After further thought, I'm not surprised that the regression fitting was good. If you add enough parameters you can make a model fit any data well. In such a situation it doesn't necessarily imply predictive power. Another big concern I have with this model is the apparent lack of consideration for SB/CS. Guys who steal bases - even with a success rate below the break-even point - tend to score more runs than statistically similar players who don't steal. By correlation, guys who bat behind them would tend to have more RBI. Again, given the scarcity of data, such factors could really skew the model.

It seems to me that you could obtain a similar type of model with much more predictive power through a Monte Carlo analysis initiating innings with random ordering of batters and statistical outcomes of at-bats and see how runs are scored. To do an even better job have a statistical distribution of "pitcher skills" - include logic to massage hit, walk, K, and HR rates in a manner consistent with the variability in pitching. From such an exercise you could ostensibly extract ordering of players that correlates with greatest run-scoring for this team specifically and with a much better-developed data set for the players involved. Obviously there are some people who will take issue with it not being grounded in a "real" data set, but most of those people aren't going to trust a lineup produced from a regression analysis either.

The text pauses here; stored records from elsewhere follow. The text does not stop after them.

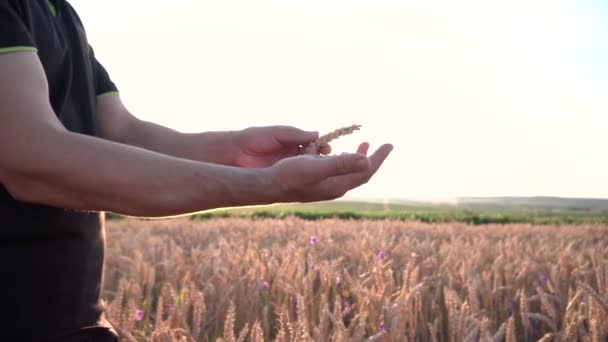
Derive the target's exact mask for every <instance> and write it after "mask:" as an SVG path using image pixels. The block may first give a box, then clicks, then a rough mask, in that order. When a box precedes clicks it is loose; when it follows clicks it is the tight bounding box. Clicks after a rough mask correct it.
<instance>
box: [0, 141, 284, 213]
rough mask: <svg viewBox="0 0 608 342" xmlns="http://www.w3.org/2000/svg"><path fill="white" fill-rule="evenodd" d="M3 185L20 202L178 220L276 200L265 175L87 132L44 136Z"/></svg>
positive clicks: (12, 171) (6, 177)
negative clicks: (111, 138)
mask: <svg viewBox="0 0 608 342" xmlns="http://www.w3.org/2000/svg"><path fill="white" fill-rule="evenodd" d="M37 139H38V140H37V142H36V146H39V147H42V146H52V148H50V149H48V150H46V151H45V152H44V153H39V152H35V151H34V149H32V150H30V151H29V152H27V153H30V154H31V155H29V156H28V155H24V156H22V157H21V160H22V162H21V164H20V165H18V167H16V168H13V171H10V172H4V175H3V176H4V178H5V179H2V182H3V183H4V184H5V186H7V188H8V189H9V191H11V193H13V194H15V195H16V196H17V197H18V198H19V199H21V200H24V201H27V202H33V203H40V204H45V205H51V206H57V207H63V208H66V209H77V210H107V211H113V212H117V213H121V214H126V215H134V216H148V217H158V216H172V215H181V214H186V213H191V212H195V211H201V210H207V209H212V208H219V207H226V206H240V205H252V204H266V203H272V202H273V201H274V198H275V197H274V195H273V190H272V189H271V187H270V186H269V182H268V181H267V178H266V177H265V176H264V173H263V172H264V171H263V170H248V169H240V168H234V167H228V166H221V165H214V164H210V163H201V162H195V161H191V160H186V159H181V158H175V157H171V156H167V155H164V154H160V153H155V152H152V151H148V150H144V149H140V148H136V147H133V146H127V145H123V144H117V143H113V142H109V141H106V140H102V139H96V138H92V137H89V136H84V135H80V134H75V133H70V132H63V131H53V132H51V133H48V134H43V135H42V136H38V137H37Z"/></svg>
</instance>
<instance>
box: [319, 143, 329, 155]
mask: <svg viewBox="0 0 608 342" xmlns="http://www.w3.org/2000/svg"><path fill="white" fill-rule="evenodd" d="M319 153H321V154H325V155H328V154H330V153H331V146H330V145H329V144H325V145H323V146H321V147H319Z"/></svg>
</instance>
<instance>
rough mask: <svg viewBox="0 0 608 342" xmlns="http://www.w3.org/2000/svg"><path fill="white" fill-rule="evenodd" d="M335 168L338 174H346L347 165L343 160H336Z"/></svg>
mask: <svg viewBox="0 0 608 342" xmlns="http://www.w3.org/2000/svg"><path fill="white" fill-rule="evenodd" d="M336 164H337V165H336V168H337V170H338V172H339V173H347V172H348V165H347V164H346V160H345V159H344V158H338V159H337V160H336Z"/></svg>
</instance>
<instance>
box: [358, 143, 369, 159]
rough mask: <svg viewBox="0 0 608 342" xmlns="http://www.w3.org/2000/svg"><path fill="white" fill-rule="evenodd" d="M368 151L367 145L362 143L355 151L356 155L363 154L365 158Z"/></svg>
mask: <svg viewBox="0 0 608 342" xmlns="http://www.w3.org/2000/svg"><path fill="white" fill-rule="evenodd" d="M368 150H369V143H367V142H364V143H362V144H361V145H359V148H358V149H357V153H359V154H363V155H365V156H366V155H367V151H368Z"/></svg>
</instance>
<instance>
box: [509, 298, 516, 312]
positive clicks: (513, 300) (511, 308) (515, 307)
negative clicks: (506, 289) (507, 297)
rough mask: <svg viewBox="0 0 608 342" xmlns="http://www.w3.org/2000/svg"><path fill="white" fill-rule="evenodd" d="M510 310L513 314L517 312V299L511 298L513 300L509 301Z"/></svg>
mask: <svg viewBox="0 0 608 342" xmlns="http://www.w3.org/2000/svg"><path fill="white" fill-rule="evenodd" d="M509 310H510V311H511V312H515V311H517V299H516V298H511V300H510V301H509Z"/></svg>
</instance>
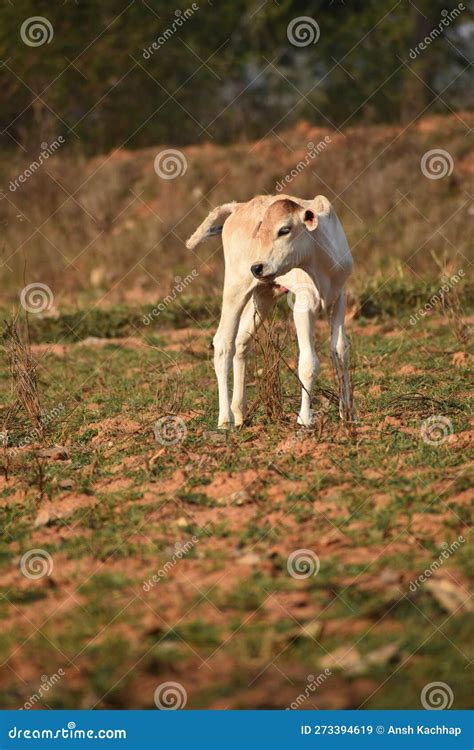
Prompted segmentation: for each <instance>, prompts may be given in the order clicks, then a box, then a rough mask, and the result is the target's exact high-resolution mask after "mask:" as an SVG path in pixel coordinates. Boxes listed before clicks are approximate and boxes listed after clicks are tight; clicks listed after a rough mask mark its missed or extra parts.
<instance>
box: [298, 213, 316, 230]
mask: <svg viewBox="0 0 474 750" xmlns="http://www.w3.org/2000/svg"><path fill="white" fill-rule="evenodd" d="M301 218H302V219H303V222H304V225H305V227H306V229H308V231H310V232H314V230H315V229H317V226H318V217H317V216H316V214H315V213H314V211H311V209H310V208H306V209H304V211H303V214H302V217H301Z"/></svg>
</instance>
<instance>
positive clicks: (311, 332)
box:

I think what the model says is that a player is mo...

2017-02-28T19:30:07.261-05:00

I think what the model says is that a player is more than his OBP and Kim's ability to get on base along with his other abilities are more important elsewhere.

The whole model is based on maximizing RBIs, which indirectly values players who score runs.

The out issue is indirectly included in the model.

Real weakness of the he model is that Trumbo in the leadoff slot is a clear projection outside of the available data because teams do not bat a guy there.

Given that your model is based on regression analy...

2017-02-28T18:32:59.598-05:00

Given that your model is based on regression analyses of individual events, I'm guessing that it doesn't have a way of counting outs? Granted your model fit surprisingly well to the league run-scoring data, but it does seem like an obvious weakness and could explain how it finds something "optimal" with the team's highest-OBP player batting in the bottom third and a guy with a projected OBP of .307 leading off. The traditional model for lineup optimization basically just convolutes effectiveness with number of opportunities, admittedly ignoring correlated events (IE hits and walks might be much more similar outcomes for players batting behind Trumbo and Schoop, who don't spend a lot of time on first and second, than for player batting behind Kim. But you may have moved too far in the opposite direction and miss major game trends (IE you put high OBP guys at the top of the order and you will get more PAs).

At least the last lineup, with Jones and Trumbo sw...

2017-02-28T08:04:02.711-05:00

At least the last lineup, with Jones and Trumbo switched as you suggested, would be something that Buck might use. The first lineup you suggested (with Machado in second) is also not a bad idea to try. Considering the O's hit as they do (K's and Hr's) and there were an awful lot of solo shots last year, a statistically predicted lineup seems like a good way to get an instant boost in production.